が、ミリアリア姉さんが戻って来たエイジの頭をひっぱたく。
ぺちん!
「いてっ! ミリアリアねーちゃんなにすんだよ!?」
「無茶な動かし方しましたわよね? おかげで駆動系の魔晶石は全てメンテナンスが必要ですわ!!」
「え、いや、だって三対一だぜ? 少しは本気出さなきゃこっちが一本入れられてたんだぜ?」
「それでもですわ!」
そう言ってミリアリア姉さんはもう一度エイジの頭をひっぱたく。
「アルムエイド君、よくやってくれた。おかげでレッドゲイルのオリジナルは健在。しかも適合者としてエイジの名は知られるだろう」
「あ、イザーガ兄さん。でも今度はエイジも気をつけないと僕と同じになるかも……」
私は五年前のあの日を思い出していた。
私にはマリーや他の護衛もいる。
しかしエイジには護衛がいない。
『その点はご心配召される必要はないでござるよ』
その声は唐突に聞こえて来た。
驚き周りを見ると、イザーガ兄さんの影からにゅっとあの銀色の液体が出てきて瞬時に人の姿になり、ハゲ親父のベルトバッツさんになる。
「べ、ベルトバッツさん!?」
「お久しぶりでござるな、アルムエイド殿下。
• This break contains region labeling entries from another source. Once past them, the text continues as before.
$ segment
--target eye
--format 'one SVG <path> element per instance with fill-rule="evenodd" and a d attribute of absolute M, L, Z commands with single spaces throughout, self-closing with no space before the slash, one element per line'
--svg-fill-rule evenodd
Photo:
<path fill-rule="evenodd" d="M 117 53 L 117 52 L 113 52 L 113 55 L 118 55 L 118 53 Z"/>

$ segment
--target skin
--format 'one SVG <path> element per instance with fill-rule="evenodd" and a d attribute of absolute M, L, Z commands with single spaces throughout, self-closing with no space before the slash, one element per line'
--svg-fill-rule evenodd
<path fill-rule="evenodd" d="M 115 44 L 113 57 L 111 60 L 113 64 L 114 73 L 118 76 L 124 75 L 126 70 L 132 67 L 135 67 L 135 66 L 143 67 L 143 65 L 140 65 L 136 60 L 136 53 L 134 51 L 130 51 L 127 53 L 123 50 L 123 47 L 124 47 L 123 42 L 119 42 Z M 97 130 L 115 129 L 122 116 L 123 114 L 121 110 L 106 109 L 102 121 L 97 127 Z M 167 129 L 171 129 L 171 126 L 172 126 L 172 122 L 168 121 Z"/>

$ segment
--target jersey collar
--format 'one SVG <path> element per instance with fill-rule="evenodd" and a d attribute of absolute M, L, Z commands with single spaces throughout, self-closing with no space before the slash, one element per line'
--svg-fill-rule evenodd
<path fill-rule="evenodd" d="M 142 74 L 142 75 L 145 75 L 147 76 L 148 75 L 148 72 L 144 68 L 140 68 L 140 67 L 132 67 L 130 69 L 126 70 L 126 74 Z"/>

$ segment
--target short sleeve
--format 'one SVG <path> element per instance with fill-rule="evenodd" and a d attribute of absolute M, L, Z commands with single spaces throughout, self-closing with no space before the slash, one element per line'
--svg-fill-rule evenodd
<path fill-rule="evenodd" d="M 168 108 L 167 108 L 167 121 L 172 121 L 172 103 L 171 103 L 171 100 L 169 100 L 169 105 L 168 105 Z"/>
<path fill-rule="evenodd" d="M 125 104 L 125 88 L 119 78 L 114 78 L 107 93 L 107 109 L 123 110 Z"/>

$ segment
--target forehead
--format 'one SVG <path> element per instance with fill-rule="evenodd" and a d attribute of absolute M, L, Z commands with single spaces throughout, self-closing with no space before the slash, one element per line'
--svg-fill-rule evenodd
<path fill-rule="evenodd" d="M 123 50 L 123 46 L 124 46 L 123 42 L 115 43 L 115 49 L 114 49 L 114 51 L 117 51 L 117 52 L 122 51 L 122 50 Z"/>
大きくなられたでござるよ」
そう言って子供には見せてはイケナイ笑顔をする。
これ、絶対に小さな子が見たら夢に出て来るよ。
「もうアルムエイド君には分かったと思うけど、今後エイジにはベルトバッツ殿がついてくれることになっているんだ」
イザーガ兄さんはそう言ってにこりと笑う。
ベルトバッツさんて、ジマの国の黒龍に仕えるローグの民のお偉いさんのはず。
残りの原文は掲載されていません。